【会長声明】個人番号カードと健康保険証の一体化 健康保険証の廃止に反対する
2022.10.17
【声明】
個人番号カードと健康保険証の一体化
健康保険証の廃止に反対する
2022年10月17日
神奈川県民主医療機関連合会
会長 野末 浩之
10月13日、河野太郎デジタル相は、現行の健康保険証を2024年秋に廃止して、「マイナ保険証」に切り替え、個人番号カードと健康保険証を一体化すると発表しました。
行政手続きにおける特定の個人を識別するための番号利用等に関する法律(個人番号法)第17条の1項では、「市町村長は、政令で定めるところにより、当該市町村が備える住民基本台帳に記録されている者に対し、その者の申請により、その者に関わる個人番号カードを交付するものとする」と任意取得の原則を定めています。健康保険証を廃止し、その代わりに個人番号カードを利用した「マイナ保険証」にするということは、事実上の強制であり、法令違反です。

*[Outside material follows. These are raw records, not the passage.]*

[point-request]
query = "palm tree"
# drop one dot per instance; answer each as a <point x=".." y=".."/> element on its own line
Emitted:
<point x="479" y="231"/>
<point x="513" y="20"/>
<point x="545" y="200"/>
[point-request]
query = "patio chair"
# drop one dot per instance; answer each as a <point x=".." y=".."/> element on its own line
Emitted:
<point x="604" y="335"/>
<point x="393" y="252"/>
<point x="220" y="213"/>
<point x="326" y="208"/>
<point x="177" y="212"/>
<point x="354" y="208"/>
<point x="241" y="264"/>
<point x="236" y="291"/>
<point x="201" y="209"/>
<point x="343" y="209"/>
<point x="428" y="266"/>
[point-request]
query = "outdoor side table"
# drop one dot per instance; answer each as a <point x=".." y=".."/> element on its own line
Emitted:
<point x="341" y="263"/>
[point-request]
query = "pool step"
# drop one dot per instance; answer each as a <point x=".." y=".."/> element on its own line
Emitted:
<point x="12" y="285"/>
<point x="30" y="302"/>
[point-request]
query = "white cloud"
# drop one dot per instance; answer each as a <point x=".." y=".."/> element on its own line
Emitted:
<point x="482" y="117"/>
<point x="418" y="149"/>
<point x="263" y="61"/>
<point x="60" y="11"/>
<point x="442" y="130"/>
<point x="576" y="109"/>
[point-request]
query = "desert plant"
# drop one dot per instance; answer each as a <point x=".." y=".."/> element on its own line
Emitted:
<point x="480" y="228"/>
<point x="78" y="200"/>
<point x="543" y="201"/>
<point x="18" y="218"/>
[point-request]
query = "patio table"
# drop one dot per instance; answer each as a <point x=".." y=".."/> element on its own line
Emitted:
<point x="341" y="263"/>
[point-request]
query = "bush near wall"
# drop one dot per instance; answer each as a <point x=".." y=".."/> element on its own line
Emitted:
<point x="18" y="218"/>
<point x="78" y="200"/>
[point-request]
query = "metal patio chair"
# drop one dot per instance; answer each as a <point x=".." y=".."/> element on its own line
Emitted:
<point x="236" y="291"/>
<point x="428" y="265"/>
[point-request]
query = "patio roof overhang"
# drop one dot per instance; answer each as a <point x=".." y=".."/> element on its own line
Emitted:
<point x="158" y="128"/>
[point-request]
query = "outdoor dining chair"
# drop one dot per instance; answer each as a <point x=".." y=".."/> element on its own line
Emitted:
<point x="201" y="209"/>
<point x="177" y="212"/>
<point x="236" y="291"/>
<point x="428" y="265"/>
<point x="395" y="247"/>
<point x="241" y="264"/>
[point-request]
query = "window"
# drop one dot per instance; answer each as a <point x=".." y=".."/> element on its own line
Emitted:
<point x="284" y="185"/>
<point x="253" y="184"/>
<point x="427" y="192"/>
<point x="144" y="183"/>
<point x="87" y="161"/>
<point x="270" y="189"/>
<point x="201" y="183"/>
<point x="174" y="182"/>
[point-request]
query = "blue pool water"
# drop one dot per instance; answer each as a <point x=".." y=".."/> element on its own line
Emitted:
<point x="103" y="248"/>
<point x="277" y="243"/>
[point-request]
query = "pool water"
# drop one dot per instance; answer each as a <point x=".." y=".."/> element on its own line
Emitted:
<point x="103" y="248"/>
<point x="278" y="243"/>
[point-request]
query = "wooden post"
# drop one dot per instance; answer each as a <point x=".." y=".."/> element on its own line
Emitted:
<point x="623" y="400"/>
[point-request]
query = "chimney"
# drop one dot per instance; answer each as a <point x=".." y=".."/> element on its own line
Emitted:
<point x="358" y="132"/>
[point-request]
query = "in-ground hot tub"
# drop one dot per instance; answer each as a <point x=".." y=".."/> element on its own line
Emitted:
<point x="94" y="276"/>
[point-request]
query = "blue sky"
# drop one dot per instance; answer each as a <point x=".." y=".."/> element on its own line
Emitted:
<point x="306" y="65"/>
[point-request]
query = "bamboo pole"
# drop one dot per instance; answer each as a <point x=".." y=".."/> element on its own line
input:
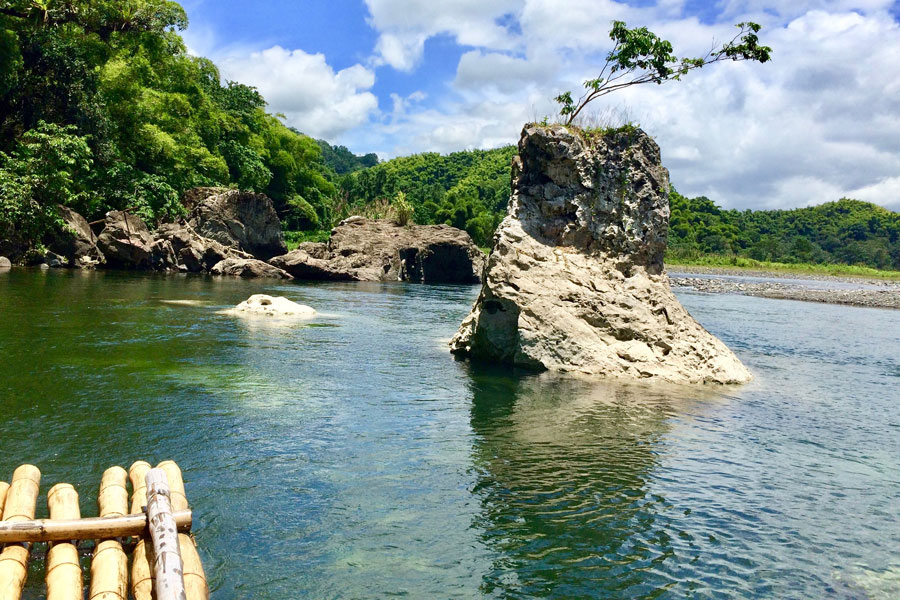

この間、政府は「マイナポイント事業」を展開、市町村ごとに取得率を公表し、普及状況に応じて地方交付税や交付金の配分額に差をつける方針も示し、個人番号カードの取得を進めて来ました。しかし、交付率は全国民の49%に過ぎません。「マイナ保険証」を活用するためには、医療機関の側もカードリーダーや専用のパソコンなどシステム構築をしなければなりませんが、対応が出来ている医療機関は全体の2割と言われています。専用のカードリーダーを設置した医療機関や薬局は3割にとどまっています。
政府は、来年3月末までにほぼすべての国民に個人番号カードを普及するという目標を定めていますが、進まないのは、国民の個人情報をすべて紐づけして集積するやり方に個人情報漏洩の心配やプライバシー侵害に繋がる危険があるからです。また、何よりも「現行の保険証でなぜ駄目のか」「マイナ保険証のメリットが感じられない」という声もあります。
河野氏は、記者会見でこうした心配や不安の声に何一つ答えることなく、「ご理解いただける」「多くの人は(個人番号カード)利用していただける」と答えるのみでした。
河野氏の記者会見を受けて、さまざまな団体から反対の声が上がっています。私たち神奈川県民主医療機関連合会も、「個人番号カードと健康保険証の一体化」「健康保険証の廃止」に反対を表明するものです。